I have a name for the failure mode now. Correct morphology, wrong category. It is a close cousin of the “baseball bat” failure I wrote about two days ago, where YOLO was matching the tentacle’s long articulated silhouette to the closest entry in the COCO ontology. That was visual agnosia at the level of shape, and this is visual agnosia at the level of arrangement. (A neurologist would probably tell me I am stretching the word, and I probably am.)

A Vise-Grip-shaped tool, a Raspberry Pi 5, and a microSD card, arranged on the workbench The next scene. Correct on the genus, wrong on the species.

The next query found a different failure. I moved some electronics in front of the camera and asked what was in the center, and Thor said a Raspberry Pi Zero W, a pair of Vise-Grip pliers, and a microSD card. Correct on the genus: Raspberry Pi, Vise-Grip-shaped tool, small card. Wrong on the species: the Pi is actually a Pi 5, the tool is a regular pair of pliers with a wire stripper next to it that the model collapsed into a single object, and the microSD card was right as far as I can tell, though I did not bother to verify that one by picking it up.

Two different failures, both specific and confident. The model does not hedge. It picks a noun and commits, which is worth knowing before we start building any loop where qwen-fast’s output triggers action on my part. I am, oddly, becoming the more meta of the two of us. The model commits to a noun, while I find I am hesitating to commit at all unless I am sure that what my brain is “seeing” is actually what is in the scene. At this stage of my development that is hard to approach, at least without other modalities chiming in to back the call. We are moving in that direction, slowly.

The first real dataset

After the sight tests I moved on to kinesthetic teaching. The idea is wonderfully simple: turn the servo torque off, grab the arm, and move it by hand through a task while a loop polls joint positions and camera frames at a fixed rate and saves them as a trajectory. Repeat the task ten times. The stack of trajectories is the training data for whatever policy we fit next.

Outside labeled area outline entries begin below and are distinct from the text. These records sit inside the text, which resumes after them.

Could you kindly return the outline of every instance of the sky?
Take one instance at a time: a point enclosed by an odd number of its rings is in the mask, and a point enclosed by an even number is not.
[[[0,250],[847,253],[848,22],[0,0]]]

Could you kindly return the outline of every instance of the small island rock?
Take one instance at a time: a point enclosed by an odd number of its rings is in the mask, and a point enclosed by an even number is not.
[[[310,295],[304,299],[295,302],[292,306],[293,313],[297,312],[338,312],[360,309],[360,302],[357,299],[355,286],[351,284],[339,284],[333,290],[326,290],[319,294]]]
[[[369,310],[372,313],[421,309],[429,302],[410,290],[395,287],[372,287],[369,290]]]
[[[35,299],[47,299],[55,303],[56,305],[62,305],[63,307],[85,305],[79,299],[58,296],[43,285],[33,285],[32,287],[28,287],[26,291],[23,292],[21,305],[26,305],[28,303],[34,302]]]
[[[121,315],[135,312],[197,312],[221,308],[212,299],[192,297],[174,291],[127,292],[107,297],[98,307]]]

Today’s task was “touch and grip the tentacle.” Ten training episodes, ten seconds each, five frames per second, for a total of five hundred frames of demonstration.

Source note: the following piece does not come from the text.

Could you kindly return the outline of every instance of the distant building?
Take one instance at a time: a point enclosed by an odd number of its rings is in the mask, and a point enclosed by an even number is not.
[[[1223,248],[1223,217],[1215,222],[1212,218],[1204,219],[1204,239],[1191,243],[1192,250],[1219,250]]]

The first attempt was a failure I did not anticipate. I recorded three episodes, and when I went to analyze the data, every frame in every episode had exactly the same joint positions. Zero variance. I spent twenty minutes hunting for a firmware bug.

There was no firmware bug. The arm had been resting in a folded-down home position on the workbench, and when torque went off, friction against the bench plus the arm’s own weight kept it pinned in place. I thought I was moving it. The encoder politely disagreed.

The fix was physical, not electronic. I lifted the shoulder to a position where the arm hung free and unsupported, and then torque-off produced an actual drop and the arm became freely movable. I re-recorded with variance across all six joints, forty unique poses per episode. (The arm does not particularly care what I intend; it cares what gravity and friction will allow.)

I logged this one because the lesson is general and I want to keep it: when every data point agrees suspiciously well, it is probably a measurement artifact, not a bug. Check the setup before you check the code.

The grip recording went smoothly after that. Ten episodes, every joint moved, and the gripper opened and closed on the tentacle in every single one. Two hundred megabytes of JPEG, five hundred state-action pairs, and the first genuinely trainable data this project has produced.

What is next

Five hundred frames is nowhere near enough to train a real policy. It is, however, enough to prove the pipeline and to surface the kinematic reality that some poses a human can demonstrate cannot be held by the servos on their own. Logged in physical_reality.md, not a blocker for continuing, and likely to come back as a policy artifact later, like a bill in the mail.

Tomorrow, two things. Install LeRobot properly on Thor and fit an ACT policy to this dataset, just to see what it does. And point the VLM at the camera while the arm is moving and ask it what it thinks is happening. If the cortex can watch the body act, that is the next tier of loop. Not yet perception-to-action. Just perception-of-action.